In a simple discrete case, this is like finding the "ceiling" of multiple overlapping expensive functions, for each point in a 2D plane we aim to find the highest of the available funtions ensuring that each new funtion evaluation has maximum information gain about the ceiling overall. We derive the Regional Expected Value of Improvement (REVI) and an implementation of this procedure is given in the right hand animation below, the coloured surfaces show the Gausian Process estimate of each function and the black point shows where the new function is selected for evaluation.
The most general case of this framework is learning the optimal points of a function for a range of parameters, for example in reinforcement learning, one may want to know the best continuous action that optimises the instantaneous reward for each unique (possibly continuous) state.

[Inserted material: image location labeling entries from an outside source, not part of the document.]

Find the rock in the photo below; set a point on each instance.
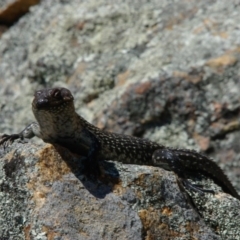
(163, 70)
(11, 11)
(45, 195)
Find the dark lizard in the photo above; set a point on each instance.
(58, 123)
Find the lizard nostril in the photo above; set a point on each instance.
(56, 93)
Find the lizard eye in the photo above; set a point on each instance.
(57, 94)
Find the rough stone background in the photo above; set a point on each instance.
(163, 70)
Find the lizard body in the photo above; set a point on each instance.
(58, 123)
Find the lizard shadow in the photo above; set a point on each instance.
(99, 187)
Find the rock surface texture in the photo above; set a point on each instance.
(163, 70)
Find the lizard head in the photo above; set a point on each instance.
(53, 99)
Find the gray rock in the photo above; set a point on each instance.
(44, 194)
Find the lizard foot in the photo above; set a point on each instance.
(6, 139)
(91, 168)
(196, 187)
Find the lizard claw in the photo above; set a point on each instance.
(91, 168)
(196, 187)
(6, 139)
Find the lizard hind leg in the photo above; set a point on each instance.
(169, 160)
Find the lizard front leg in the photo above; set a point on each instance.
(169, 159)
(29, 132)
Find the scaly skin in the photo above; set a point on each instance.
(58, 123)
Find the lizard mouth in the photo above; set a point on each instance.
(54, 97)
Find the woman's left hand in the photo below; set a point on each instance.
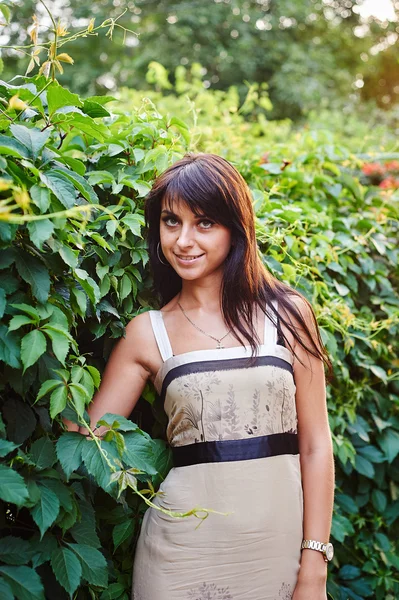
(310, 590)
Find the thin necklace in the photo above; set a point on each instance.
(219, 341)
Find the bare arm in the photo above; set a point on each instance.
(316, 453)
(124, 377)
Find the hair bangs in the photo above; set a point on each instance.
(200, 192)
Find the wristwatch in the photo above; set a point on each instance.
(326, 549)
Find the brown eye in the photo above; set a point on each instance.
(208, 224)
(167, 219)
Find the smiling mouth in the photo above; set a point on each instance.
(188, 258)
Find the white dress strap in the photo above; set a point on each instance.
(160, 333)
(270, 332)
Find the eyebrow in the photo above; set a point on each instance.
(171, 213)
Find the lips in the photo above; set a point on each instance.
(188, 259)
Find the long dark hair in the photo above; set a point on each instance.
(209, 185)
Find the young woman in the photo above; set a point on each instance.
(238, 362)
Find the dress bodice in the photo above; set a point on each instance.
(214, 395)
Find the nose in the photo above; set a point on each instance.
(186, 237)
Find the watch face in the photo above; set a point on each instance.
(329, 551)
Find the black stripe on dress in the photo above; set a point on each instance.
(262, 446)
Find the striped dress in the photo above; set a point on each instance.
(233, 433)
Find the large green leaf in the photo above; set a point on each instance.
(15, 551)
(80, 183)
(60, 339)
(33, 139)
(94, 565)
(96, 464)
(57, 97)
(40, 231)
(6, 447)
(9, 348)
(5, 590)
(12, 486)
(33, 345)
(122, 532)
(45, 512)
(67, 569)
(58, 400)
(61, 187)
(24, 582)
(389, 443)
(42, 453)
(33, 271)
(12, 147)
(69, 451)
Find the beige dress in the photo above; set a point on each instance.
(233, 433)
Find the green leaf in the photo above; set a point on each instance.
(66, 568)
(18, 321)
(24, 582)
(12, 147)
(6, 447)
(80, 183)
(61, 187)
(95, 374)
(40, 231)
(85, 531)
(40, 197)
(113, 592)
(33, 139)
(81, 301)
(45, 512)
(15, 551)
(35, 274)
(94, 565)
(379, 500)
(125, 287)
(118, 422)
(48, 386)
(139, 453)
(58, 96)
(5, 590)
(3, 302)
(58, 400)
(33, 345)
(364, 466)
(341, 527)
(96, 464)
(9, 348)
(80, 397)
(389, 443)
(122, 532)
(134, 222)
(30, 310)
(87, 125)
(95, 110)
(21, 420)
(68, 256)
(12, 486)
(43, 453)
(60, 341)
(69, 451)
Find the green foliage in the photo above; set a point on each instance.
(74, 271)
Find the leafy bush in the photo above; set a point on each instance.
(74, 271)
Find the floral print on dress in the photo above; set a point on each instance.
(285, 592)
(209, 591)
(230, 404)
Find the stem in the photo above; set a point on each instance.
(194, 511)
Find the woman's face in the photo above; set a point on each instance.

MSc Work and other Projects
In my Msc Projects I used deep convolutional neural networks for image classification and in my second project my supervisor and I built an agent based housing market to invesitgate the effects of interest rates and doposit sizes on stability in the mortgage market. In my PhD I have used genetic algorithms to optimise sample allocations, support vector machines for algorithm selection, Gaussian Processes for surrogate modelling, Markov-Chain Monte-Carlo for sampling hyperparameters. Previously at a Study Group at the Alan Turing Istitute my teammembers and I used Q-learning to optimise traffic light emmmisions which was a lot of fun. At a more recent event we used word embeddings and neural networks and t-SNE to visualise and classify medical papers into review groups.
Medical School Internship
I spent 6 months in 2016 working on the Inspire Project for clinical trial design in small populations (rare deseases) with Dr. Siew Wan Hee, Dr. Jason Madan, and Prof. Nigel Stallard. We developed hybrid Bayesian-frequentist models, the trial designers have prior knowledge about a new treatment from previous trials and therefore can use bayesian statistics. However a regulator requires a p-value and a frequentist hypothesis test with a predetermined significance level, usually 5%, we aimed to make models that fulfil both these criteria.